Send your Pytorch model to art class!
This repository is both a framework and a set of tools for training deep neural networks that create images. It started as a branch of the open-mmlab project developed by Multimedia Laboratory, CUHK but has been almost completely re-written at every level.
These are a dime a dozen, no doubt. DL Art School (DLAS) differentiates itself by being configuration driven. You write the model code (specifically, a torch.nn.Module) and (possibly) some losses, then you cobble together a config file written in yaml that tells DLAS how to train it. Swapping model architectures and tuning hyper-parameters is simple and often requires no changes to actual code. You also don't need to remember complex command line incantations. This effectively enables you to run multiple concurrent experiments that use the same codebase, as well as retain backwards compatibility for past experiments.
Training effective generators often means juggling multiple loss functions. As a result, DLAS' configuration language is specifically designed to make it easy to support large number of losses and networks that interact with each other. As an example: some GANs I have trained in this framework consist of more than 15 losses and use 2 separate discriminators and require no bespoke code.
Generators are also notorious GPU memory hogs. I have spent substantial time streamlining the training framework to support gradient checkpointing and FP16. DLAS also supports "mega batching", where multiple forward passes contribute to a single backward pass. Most models can be trained on midrange GPUs with 8-11GB of memory.
The final value-added feature is interpretability. Tensorboard logging operates out of the box with no custom code. Intermediate images from within the training pipeline can be intermittently surfaced as normal PNG files so you can see what your network is up to. Validation passes are also cached as images so you can view how your network improves over time.
DLAS was built with extensibility in mind. One of the reasons I'm putting in the effort to better document this code is the incredible ease with which I have been able to train entirely new model types with no changes to the core training code.
I intend to fill out the sections below with sample configurations which can be used to train different architectures. You will need to bring your own data.
pip install -r requirements.txt
TBC
If you aren't already using Pycharm - now is the time to try it out. This project was built in Pycharm and comes with an IDEA project for you to get started with. I've done all of my development on this repo in this IDE and lean heavily on its incredible debugger. It's free. Try it out. You won't be sorry.
DLAS comes with some Dataset instances that I have created for my own use. Unless you want to use one of the recipes above, you'll need to provide your own. Here is how to add your own Dataset:
There are currently 3 base scripts for interacting with models. They all take a single parameter, -opt
which specifies the configuration file which controls how they work. Configs (will be) documented above in the user guide.

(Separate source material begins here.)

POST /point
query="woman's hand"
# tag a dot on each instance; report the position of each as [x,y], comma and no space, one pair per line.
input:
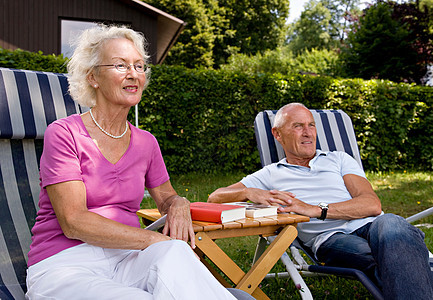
[178,224]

Start (or continue) a training session:
python train.py -opt <your_config.yml>
Start a distributed training session:
python -m torch.distributed.launch --nproc_per_node=<gpus> --master_port=1234 train.py -o <opt> --launcher=pytorch
Runs a model against a validation or test set of data and reports metrics (for now, just PSNR and a custom perceptual metric)
python test.py -opt <your_config.yml>
Breaks a video into individual frames and uses a network to do processing on it, then reassembles the output back into video form.
python process_video -opt <your_config.yml>
At this time I am not taking feature requests or bug reports, but I appreciate all contributions.
This project is released under the Apache 2.0 license.